I benefici di una buona educazione emotiva sono indiscussi: consapevolezza di sé, autostima e fiducia in sé, empatia e abilità sociali.
Linee guida per i genitori
Ogni genitore è il miglior esperto del proprio bambino, perché è lui che lo conosce e in questo momento è la più grande risorsa in campo, poiché è l’unico modello emotivo in cui il bambino si può rispecchiare.
Che cosa può fare concretamente per sostenere i propri figli e allenarli a un’educazione emotiva?
- Accogliere l’emozione, per entrare in sintonia empatica con i propri bambini: ciò che stai provando va bene, è normale. I bambini hanno il diritto di provare quello che stanno provando e solo con questo atteggiamento di accoglienza gli insegniamo a fare altrettanto.
- Convalidare l’ emozione, per farli sentire il più possibile compresi. Attenzione, però: questo non significa essere permissivi, vanno accettate le emozioni, non i comportamenti negativi. Come convalidare l’emozione? Innanzitutto attraverso il rispecchiamento emotivo (sai, anche io mi sento triste quando…) e poi tramite un arricchimento del loro lessico emotivo di significato e di intensità (es. fastidio/rabbia/collera)
- Contenere fisicamente, perché un bambino in preda a forti attivazioni fisiche è una bomba pronta ad esplodere e che dobbiamo contenere. Come? Innanzitutto diciamogli che lui non è sbagliato, è normale sentire quell’emozione ed è per quello che noi siamo li, per aiutarlo. Abbracciarlo finché il vortice emotivo non passa permette di contenere l’energia, il bambino si sente più rasserenato, (“non sono cosi cattivo se riesco a stare tra le braccia di mamma o papà”) e, inoltre, quando abbracciamo il nostro bimbo per almeno 30 secondi attiviamo in lui gli ormoni del piacere che hanno l’effetto di abbassare gli ormoni dello stress. Attenzione: il contenimento con l’abbraccio è da fare solo se riusciamo davvero ad essere più forti del bambino, che altrimenti percepirà che nemmeno il genitore è in grado di stare con lui quando si sente così.
- Anticipare il rischio, perché se io conosco mio figlio so che cosa più facilmente lo porta alla crisi. La fame? Il sonno?

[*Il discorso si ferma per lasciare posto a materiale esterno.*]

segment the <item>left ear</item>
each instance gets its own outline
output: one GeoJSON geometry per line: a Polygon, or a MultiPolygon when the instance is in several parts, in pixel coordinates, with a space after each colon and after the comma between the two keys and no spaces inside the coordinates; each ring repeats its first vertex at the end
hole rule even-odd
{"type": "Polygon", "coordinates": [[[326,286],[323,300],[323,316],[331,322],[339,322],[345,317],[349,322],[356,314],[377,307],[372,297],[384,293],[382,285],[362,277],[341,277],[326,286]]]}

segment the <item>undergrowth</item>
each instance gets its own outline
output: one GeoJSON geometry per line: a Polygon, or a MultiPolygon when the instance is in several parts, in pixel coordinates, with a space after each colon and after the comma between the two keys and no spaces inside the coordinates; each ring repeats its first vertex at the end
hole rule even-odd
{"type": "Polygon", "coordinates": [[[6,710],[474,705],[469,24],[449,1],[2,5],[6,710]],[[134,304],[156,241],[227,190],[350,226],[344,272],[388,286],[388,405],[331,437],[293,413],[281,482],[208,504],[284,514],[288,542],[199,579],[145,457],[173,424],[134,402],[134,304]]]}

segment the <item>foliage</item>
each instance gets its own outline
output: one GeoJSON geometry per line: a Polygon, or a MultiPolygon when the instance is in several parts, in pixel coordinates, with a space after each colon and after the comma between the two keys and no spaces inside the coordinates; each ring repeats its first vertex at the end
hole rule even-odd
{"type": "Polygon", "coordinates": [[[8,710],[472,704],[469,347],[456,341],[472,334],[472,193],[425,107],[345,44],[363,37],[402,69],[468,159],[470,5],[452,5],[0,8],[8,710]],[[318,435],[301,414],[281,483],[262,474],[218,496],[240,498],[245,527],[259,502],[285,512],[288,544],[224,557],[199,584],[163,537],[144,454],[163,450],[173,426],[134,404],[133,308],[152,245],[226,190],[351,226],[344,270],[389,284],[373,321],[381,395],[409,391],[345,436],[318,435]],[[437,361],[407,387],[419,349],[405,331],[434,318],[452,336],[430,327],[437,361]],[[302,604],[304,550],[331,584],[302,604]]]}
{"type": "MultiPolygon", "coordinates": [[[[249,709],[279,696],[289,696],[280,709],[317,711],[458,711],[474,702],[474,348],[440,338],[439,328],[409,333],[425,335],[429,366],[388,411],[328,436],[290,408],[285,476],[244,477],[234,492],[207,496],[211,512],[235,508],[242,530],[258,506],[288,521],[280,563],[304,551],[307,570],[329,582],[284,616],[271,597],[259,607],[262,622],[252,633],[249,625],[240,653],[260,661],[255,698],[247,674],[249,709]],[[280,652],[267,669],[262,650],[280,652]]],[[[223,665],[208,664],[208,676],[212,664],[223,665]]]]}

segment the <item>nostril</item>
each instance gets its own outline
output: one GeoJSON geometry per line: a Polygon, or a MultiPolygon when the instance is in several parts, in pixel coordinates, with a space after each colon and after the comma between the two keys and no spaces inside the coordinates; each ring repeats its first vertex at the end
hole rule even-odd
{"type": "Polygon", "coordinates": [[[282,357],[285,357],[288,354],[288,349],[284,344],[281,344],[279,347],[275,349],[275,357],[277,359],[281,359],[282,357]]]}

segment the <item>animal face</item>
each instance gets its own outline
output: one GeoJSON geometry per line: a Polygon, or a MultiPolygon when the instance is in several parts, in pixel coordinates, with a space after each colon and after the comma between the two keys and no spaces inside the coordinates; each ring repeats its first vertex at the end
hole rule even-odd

- Allenare la neocorteccia, la parte del cervello preposta al ragionamento e al problem solving, nella quotidianità. Educare i bambini a fare cose da soli, come versarsi l’acqua nel bicchiere, risolvere delle cose senza anticiparli. Stimolarli all’immedesimazione attraverso i libri o le situazioni che capitano nella quotidianità (“E se tu fossi quella persona/personaggio come ti sentiresti? Che cosa faresti?”).
- Riconoscere i propri limiti, perchè questo periodo mette tanto alla prova, se un genitore va in crisi è importante che sappia fare un passo indietro: allontanarsi fisicamente in un’altra stanza può essere una strategia. E se scappano reazioni verbali forti, quando ci si calma è importante chiedere scusa: dire ai bambini che non hanno sbagliato a tirare fuori quell’emozione, ma siamo stati noi a sbagliare nel tirare fuori le nostre in quel modo.
Consigli per i genitori ai tempi del Covid-19
- Non esporre i bambini a contatto diretto con le informazioni. I bambini non hanno strumenti per decodificarle, sono rivolte ad adulti, per cui non esporre alla fonte diretta. No ai numeri;
- Usare un linguaggio semplice, comprensibile, accertarci che il bambino abbia capito che cosa sta succedendo e perché stiamo vivendo con queste limitazioni;
- Non mostrarsi spaventati perché diventiamo automaticamente spaventanti. Questo non significa nascondere e reprimere le proprie emozioni, dobbiamo riuscire a condividere i nostri stati emotivi in maniera più strutturata e costruttiva (“Sai che anche io ho un po’ paura di questa situazione…”);
- Mettere enfasi su ciò che di positivo c’è stato (“Però che bello poter stare insieme questo tempo…”);
- Dare elementi su come poter gestire il dopo ;
- Garantire gioco e libertà di espressione attraverso varie forme artistiche e la lettura di albi illustrati.